Direct sparging works best when it is possible to inject air into the formation at the full depth of the contamination.  There is necessarily a high pressure in the well, if the contamination extends very far below the water table.  With no resistance in the aquifer, such as a large gravel and cobble aquifer might approximate, there is a pressure of approximately 0.43-psi per foot below static groundwater level.  Given an additional pressure requirement due to flow resistance in the aquifer, the pressures in a direct sparging system can be quite high.  For a 50-foot depth of contamination below the water table, the required air pressure can easily be 35 to 50 psi.  This results in a need for expensive compressors and ultimately results in large energy costs, significant noise problems, and large quantities of heat that must be handled.

In-well stripping works at low pressures.  It is only necessary to inject air a few feet below the water table, just far enough to facilitate creating a stripping zone in the well of ten to fifteen feet of bubbles.  And, there is no need to push air against any resistance in the formation; all flows (air and water) occur in the smooth, open well casing.  Thus, in-well stripping systems typically run at 3 – 7 psi.  Electrically driven blowers are used instead of compressors, keeping energy costs and noise to reasonable minimums, and eliminating smoke from diesel-driven compressors.

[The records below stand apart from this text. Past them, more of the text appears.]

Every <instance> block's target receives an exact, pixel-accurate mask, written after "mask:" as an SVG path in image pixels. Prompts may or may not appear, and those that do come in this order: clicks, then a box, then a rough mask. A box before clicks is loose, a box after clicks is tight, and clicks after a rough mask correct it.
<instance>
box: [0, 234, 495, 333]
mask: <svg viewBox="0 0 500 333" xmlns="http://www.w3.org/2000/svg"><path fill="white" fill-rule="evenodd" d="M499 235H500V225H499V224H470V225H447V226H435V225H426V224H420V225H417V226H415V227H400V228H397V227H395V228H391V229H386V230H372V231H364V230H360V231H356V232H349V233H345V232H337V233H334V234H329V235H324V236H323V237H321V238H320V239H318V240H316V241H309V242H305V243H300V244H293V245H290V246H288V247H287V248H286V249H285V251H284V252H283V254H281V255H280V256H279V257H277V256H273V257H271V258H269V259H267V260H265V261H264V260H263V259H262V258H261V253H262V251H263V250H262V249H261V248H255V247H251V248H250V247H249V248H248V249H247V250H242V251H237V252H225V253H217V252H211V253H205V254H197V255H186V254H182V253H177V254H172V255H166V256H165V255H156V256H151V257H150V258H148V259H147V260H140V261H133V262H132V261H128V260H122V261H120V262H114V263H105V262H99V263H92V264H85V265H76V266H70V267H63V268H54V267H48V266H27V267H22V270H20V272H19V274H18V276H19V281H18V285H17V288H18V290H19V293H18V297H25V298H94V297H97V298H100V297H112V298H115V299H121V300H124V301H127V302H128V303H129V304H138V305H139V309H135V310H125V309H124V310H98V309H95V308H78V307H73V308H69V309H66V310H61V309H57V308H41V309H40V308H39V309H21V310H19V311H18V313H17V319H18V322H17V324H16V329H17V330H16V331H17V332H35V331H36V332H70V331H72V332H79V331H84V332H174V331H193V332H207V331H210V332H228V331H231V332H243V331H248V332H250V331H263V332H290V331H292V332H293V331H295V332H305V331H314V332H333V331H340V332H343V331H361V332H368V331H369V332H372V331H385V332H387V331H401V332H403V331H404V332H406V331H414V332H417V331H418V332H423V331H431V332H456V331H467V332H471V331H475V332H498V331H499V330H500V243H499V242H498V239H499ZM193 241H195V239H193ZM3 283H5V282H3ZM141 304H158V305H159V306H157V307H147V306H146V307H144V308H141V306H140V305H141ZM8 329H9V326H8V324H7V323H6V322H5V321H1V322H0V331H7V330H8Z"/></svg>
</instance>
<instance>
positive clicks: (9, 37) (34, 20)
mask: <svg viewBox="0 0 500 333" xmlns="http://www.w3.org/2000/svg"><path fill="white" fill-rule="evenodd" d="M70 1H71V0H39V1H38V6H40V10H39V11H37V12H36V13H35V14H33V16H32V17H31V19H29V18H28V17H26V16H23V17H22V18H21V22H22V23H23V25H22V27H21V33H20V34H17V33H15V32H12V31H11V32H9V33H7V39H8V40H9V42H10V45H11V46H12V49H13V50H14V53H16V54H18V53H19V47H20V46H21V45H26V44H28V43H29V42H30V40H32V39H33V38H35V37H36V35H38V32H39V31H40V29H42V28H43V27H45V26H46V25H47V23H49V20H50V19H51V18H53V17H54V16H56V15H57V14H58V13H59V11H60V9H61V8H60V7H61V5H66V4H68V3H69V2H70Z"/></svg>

More targeted remediation. 

DDC systems can treat just the portion of the aquifer that is contaminated.  If the contamination does not extend to the surface of the groundwater, the upper screen can be placed below the water table, and only the water that is contaminated is treated.

Air sparging systems must inject air at the full depth of the contamination, even if the contamination is restricted to a limited zone deep in the aquifer.  As an example, the hydrostatic pressure at the maximum depth of contamination at a site in Massachusetts would have been 100 psi, although the plume thickness was only 120 feet (52 psi).  The energy cost for air sparging at such a site would be quite large.  DDC systems treat only the contaminated portion of the aquifer and the energy costs reflect that.  An in-well stripping system at MMR ran at approximately 4 psi.

Capturing the stripped contaminants

Capturing the stripped contaminants is easier and less uncertain.  When stripping volatile contaminants in the formation using air sparging, the flow patterns of the air are not well known, even in theory.  This results in reduced ability to capture the stripped contaminants.  To the extent that capture fails, contaminants are only moved from one medium, the groundwater, to two others, the vadose zone vapor and the atmosphere.

DDC treats the contaminants in the well, where they are stripped from the water.  The contaminant-laden air is not allowed to disperse beyond the well.  By confining the stripping process to the well, the contaminants are readily available for capture and treatment.